Ils en concluent que l’exposition aux fourmis et aux araignées dans le contexte des films est responsable de la réduction observée, et non le plaisir que procurent les films d’action ou encore le calme d’une scène de nature.

«Ça paraît surprenant à première vue, mais quand on regarde l’essence de ce qu’on fait en thérapie avec les gens qui ont des phobies, c’est de les amener à s’approcher tranquillement de l’objet qu’ils craignent», a rappelé Geneviève Belleville, qui enseigne à l’École de psychologie de l’Université Laval.

Il n’est en effet pas nouveau pour les thérapeutes de désensibiliser leurs patients à l’objet de leurs phobies en leur présentant des images ou des mises en situation. Dans le cas de cette étude, les chercheurs ont par exemple choisi un extrait de sept secondes de Spiderman qui montre ce qui semble être une véritable araignée se promenant dans une toile.

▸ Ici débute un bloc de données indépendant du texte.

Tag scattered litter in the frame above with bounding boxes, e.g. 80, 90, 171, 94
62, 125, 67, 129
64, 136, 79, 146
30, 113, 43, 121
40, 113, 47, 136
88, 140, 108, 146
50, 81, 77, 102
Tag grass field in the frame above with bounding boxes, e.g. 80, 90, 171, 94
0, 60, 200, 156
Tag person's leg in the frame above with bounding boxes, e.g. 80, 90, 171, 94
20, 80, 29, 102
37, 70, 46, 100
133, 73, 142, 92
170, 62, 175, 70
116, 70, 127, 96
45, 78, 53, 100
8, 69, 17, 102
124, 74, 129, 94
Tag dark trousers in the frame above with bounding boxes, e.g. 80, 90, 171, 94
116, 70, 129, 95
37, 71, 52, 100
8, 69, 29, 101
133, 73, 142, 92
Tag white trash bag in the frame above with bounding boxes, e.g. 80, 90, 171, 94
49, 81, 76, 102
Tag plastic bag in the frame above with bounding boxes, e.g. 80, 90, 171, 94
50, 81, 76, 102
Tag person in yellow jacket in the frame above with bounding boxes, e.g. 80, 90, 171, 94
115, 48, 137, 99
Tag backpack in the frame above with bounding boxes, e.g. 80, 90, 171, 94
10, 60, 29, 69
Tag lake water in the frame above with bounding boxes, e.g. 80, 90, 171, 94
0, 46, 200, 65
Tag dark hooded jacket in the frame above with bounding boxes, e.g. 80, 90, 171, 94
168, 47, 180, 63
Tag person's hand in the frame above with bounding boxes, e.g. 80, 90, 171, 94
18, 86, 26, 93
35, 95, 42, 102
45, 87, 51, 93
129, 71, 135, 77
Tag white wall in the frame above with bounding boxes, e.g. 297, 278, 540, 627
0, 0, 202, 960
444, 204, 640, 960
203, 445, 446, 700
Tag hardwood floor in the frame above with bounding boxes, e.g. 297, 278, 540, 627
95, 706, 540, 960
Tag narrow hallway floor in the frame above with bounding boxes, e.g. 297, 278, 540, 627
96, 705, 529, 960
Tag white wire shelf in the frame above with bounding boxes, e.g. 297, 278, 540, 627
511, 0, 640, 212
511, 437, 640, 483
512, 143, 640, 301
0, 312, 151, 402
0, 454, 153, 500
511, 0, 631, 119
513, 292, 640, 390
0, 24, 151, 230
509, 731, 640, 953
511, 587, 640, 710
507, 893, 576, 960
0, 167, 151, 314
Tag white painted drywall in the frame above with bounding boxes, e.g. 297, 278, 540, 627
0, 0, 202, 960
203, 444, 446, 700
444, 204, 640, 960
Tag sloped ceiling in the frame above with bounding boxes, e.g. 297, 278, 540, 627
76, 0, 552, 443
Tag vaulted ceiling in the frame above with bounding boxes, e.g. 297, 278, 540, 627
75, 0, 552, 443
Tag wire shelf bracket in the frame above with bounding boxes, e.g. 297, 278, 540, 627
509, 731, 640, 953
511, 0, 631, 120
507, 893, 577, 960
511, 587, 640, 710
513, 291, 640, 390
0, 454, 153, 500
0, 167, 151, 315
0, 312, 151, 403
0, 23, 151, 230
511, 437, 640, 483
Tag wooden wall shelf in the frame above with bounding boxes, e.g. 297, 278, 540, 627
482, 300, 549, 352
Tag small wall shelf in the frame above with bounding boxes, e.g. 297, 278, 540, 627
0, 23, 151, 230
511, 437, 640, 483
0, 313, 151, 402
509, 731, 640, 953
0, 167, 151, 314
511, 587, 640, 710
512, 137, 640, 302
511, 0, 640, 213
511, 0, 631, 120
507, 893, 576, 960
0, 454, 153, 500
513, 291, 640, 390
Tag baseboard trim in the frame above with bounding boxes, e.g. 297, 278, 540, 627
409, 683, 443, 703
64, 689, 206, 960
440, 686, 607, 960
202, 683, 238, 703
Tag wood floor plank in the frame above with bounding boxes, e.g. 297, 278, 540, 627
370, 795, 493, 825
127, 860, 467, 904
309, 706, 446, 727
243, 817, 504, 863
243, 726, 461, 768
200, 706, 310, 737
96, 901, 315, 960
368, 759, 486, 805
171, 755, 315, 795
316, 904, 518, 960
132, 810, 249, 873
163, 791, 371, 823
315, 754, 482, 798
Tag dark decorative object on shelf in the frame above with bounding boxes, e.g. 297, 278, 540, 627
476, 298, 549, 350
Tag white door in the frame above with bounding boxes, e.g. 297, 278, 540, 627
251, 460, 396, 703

Si les fourmis sont passablement présentes dans le film Ant-Man, il n’en est pas de même pour les araignées dans Spiderman. Ce n’est donc pas vraiment la présence des deux superhéros qui explique l’effet constaté.

«Il ne faudrait pas tirer de cette étude-là qu’on va traiter la phobie des araignées en allant voir les films de Spiderman», a dit Mme Belleville en riant.

Elle souligne aussi que l’effet sur la mesure de la phobie est très modeste et que les chercheurs ont été en mesure de le détecter parce qu’ils avaient recruté plus de 400 personnes pour participer à leur étude.

«Ça ne révolutionne pas grand-chose, mais c’est amusant et je pense que ça donne aux psychologues (…) et aux patients une vision plus positive du traitement, a estimé Mme Belleville. On peut utiliser des objets normalement de divertissement à des fins thérapeutiques.»

«Au-delà des plans de traitement que nous avons, je pense que tout l’art de la psychothérapie est dans l’application créative en fonction des caractéristiques des gens que nous avons devant nous. Une étude comme ça nous donne des idées (…) pour intéresser les gens à adhérer davantage à nos recommandations.»

Les chercheurs israéliens, deux psychologues qui sont de grands amateurs des superhéros de Marvel, examineront maintenant comment on pourrait utiliser cet univers pour soulager le trouble de stress post-traumatique.